The factory is initially designed to produce 50,000 electric cars per year. The vehicle has a capacity of 130 kW, is equipped with CATL batteries and sold at prices starting at the equivalent of 24,700 dollars (after subsidies). The platform of the Saab 9-3 was part of the bankruptcy estate that NEVS took over from the Swedish carmaker in 2012.
The second generation Saab 9-3 was built between 2002 and 2011 based on General Motors’ Epsilon platform in Trollhättan. Following the insolvency and takeover by NEVS, production in Trollhättan resumed briefly in 2013. However, the vehicle was overhauled, and the parts for which GM held the patents replaced. After NEVS 2014 itself had to file for creditor protection, production stopped again. The Chinese company also lost the rights to use the Saab brand name in the process, which is why they now market the new vehicle as NEVS 9-3.
The extent to which the car has been modified since then – apart from the conversion to a purely electric drive – is not known. In the published photos from the factory in Tianjin, the vehicles still resemble the Saab 9-3. The new NEVS owner, the Evergrande Group, has not announced any further details about the new electric car. However, a strong relationship to the Swedish car is likely, as the plans for the production started now were only made public half a year ago. The development of a completely new car model, including production planning, usually takes several years.
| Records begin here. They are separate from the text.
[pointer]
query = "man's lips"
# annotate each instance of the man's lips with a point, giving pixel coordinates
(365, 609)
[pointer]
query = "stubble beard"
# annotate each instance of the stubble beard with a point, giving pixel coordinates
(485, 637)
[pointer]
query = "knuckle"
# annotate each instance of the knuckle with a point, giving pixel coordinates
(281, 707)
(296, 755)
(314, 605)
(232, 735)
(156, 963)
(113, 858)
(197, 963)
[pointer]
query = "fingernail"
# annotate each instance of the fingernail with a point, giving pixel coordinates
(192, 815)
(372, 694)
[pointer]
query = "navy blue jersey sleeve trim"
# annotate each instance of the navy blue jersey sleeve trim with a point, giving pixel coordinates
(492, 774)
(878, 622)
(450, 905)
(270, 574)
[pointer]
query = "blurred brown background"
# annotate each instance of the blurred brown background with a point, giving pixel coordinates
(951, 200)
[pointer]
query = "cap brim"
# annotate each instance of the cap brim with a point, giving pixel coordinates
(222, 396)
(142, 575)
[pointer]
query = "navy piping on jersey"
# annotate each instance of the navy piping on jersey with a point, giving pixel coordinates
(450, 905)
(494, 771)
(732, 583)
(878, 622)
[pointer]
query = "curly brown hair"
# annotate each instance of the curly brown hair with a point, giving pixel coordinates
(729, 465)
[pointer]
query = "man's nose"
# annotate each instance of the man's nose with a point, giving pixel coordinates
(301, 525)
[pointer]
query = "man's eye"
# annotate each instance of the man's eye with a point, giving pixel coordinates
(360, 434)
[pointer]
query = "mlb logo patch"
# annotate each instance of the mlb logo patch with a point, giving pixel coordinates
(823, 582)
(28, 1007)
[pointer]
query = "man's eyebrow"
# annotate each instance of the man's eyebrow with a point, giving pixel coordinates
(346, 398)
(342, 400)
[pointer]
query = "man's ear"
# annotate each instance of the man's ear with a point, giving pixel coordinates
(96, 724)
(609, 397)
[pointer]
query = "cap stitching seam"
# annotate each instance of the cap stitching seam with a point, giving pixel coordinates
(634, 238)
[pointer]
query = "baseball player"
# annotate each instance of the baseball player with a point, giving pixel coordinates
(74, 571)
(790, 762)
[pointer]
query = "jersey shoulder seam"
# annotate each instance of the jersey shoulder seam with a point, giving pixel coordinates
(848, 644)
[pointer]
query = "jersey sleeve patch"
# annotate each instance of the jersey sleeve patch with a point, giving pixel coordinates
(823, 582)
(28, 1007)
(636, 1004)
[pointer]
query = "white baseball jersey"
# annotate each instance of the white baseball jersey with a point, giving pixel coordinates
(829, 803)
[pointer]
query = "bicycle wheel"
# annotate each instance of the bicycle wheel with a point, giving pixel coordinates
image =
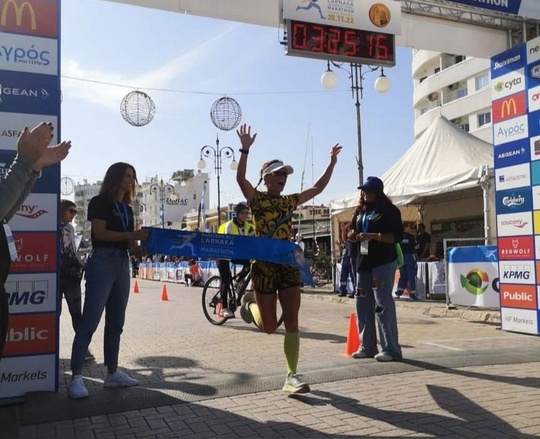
(211, 301)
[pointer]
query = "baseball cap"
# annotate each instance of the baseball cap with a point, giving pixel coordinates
(277, 165)
(374, 184)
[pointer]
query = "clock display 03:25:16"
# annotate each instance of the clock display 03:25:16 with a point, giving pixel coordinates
(340, 44)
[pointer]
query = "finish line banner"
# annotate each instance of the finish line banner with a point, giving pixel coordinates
(220, 246)
(523, 8)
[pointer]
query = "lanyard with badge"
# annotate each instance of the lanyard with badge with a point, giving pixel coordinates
(366, 218)
(10, 242)
(124, 218)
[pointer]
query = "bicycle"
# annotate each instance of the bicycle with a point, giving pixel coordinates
(211, 299)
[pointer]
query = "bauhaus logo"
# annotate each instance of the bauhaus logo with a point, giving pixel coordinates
(509, 107)
(29, 17)
(31, 334)
(517, 273)
(516, 248)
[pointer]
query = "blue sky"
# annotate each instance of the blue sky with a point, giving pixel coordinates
(196, 61)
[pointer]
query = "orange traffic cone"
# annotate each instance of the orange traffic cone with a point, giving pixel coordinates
(353, 338)
(164, 295)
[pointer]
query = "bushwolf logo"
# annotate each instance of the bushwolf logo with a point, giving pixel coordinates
(475, 282)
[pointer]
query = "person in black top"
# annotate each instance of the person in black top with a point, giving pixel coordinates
(407, 272)
(376, 227)
(107, 276)
(423, 240)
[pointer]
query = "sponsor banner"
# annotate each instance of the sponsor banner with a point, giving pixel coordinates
(511, 130)
(519, 320)
(11, 125)
(49, 182)
(514, 200)
(21, 53)
(30, 293)
(518, 296)
(523, 8)
(473, 276)
(508, 84)
(512, 177)
(37, 213)
(29, 93)
(513, 153)
(509, 107)
(509, 61)
(30, 17)
(516, 247)
(517, 272)
(36, 252)
(380, 16)
(515, 224)
(30, 334)
(20, 375)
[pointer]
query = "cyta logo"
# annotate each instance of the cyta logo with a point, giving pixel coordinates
(476, 281)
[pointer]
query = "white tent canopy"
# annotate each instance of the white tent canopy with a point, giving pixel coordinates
(444, 159)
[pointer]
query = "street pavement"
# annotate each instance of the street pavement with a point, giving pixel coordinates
(461, 377)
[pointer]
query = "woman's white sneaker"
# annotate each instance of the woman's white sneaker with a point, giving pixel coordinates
(76, 389)
(119, 379)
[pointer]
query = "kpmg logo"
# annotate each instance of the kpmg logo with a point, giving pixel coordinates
(29, 17)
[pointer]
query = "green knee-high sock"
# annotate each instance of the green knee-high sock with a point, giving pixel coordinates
(254, 309)
(291, 347)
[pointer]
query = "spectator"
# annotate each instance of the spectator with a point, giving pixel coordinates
(71, 267)
(376, 227)
(32, 156)
(407, 272)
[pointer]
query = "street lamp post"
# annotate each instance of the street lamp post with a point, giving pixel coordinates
(164, 190)
(218, 154)
(356, 75)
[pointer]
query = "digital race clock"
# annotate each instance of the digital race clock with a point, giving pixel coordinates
(322, 41)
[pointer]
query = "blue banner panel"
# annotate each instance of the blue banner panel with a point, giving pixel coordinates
(29, 93)
(514, 200)
(512, 153)
(221, 246)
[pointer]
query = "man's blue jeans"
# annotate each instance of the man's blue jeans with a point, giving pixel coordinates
(107, 288)
(375, 293)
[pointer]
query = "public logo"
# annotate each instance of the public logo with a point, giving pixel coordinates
(509, 107)
(475, 282)
(31, 334)
(518, 296)
(510, 130)
(29, 17)
(379, 15)
(516, 247)
(36, 252)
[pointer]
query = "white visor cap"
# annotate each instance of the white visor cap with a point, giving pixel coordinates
(278, 166)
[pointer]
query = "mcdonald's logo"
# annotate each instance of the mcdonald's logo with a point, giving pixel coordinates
(29, 17)
(509, 107)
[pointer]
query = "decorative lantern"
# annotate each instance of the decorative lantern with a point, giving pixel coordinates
(137, 108)
(226, 114)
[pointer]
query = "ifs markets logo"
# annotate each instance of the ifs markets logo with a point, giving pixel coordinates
(475, 282)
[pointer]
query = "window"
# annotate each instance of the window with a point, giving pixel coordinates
(482, 81)
(484, 118)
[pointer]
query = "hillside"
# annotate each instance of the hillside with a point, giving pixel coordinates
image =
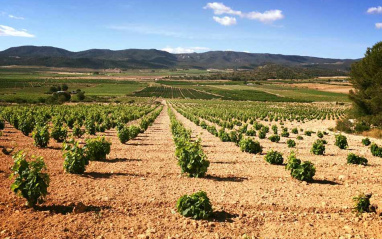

The question is how long the production will run based on the 9-3. Evergrande has acquired a considerable amount of technical know-how over the past few months after the failed attempt with Faraday Future: Following NEVS in January, Evergrande has also taken over the Shanghai-based battery supplier CENAT New Energy. But Evergrande has also made purchases abroad: The wheel hub motor specialist Protean from Great Britain and the Dutch company e-Traktion are now also part of the Chinese group.
Evergrande had just formulated ambitious targets for its future electric cars with the technology from Protean and e-Traction. However, the pictures of the NEVS 9-3 do not yet show any wheel hub motors. Timely technical upgrades with the purchased technology are possible.
The Chinese real estate group intends to invest a total of 23 billion dollars in the construction of three plants for electric cars. “Evergrande aims to become the largest and strongest electric vehicle group in the world within three to five years,” company boss Hui Ka Yan was quoted in March.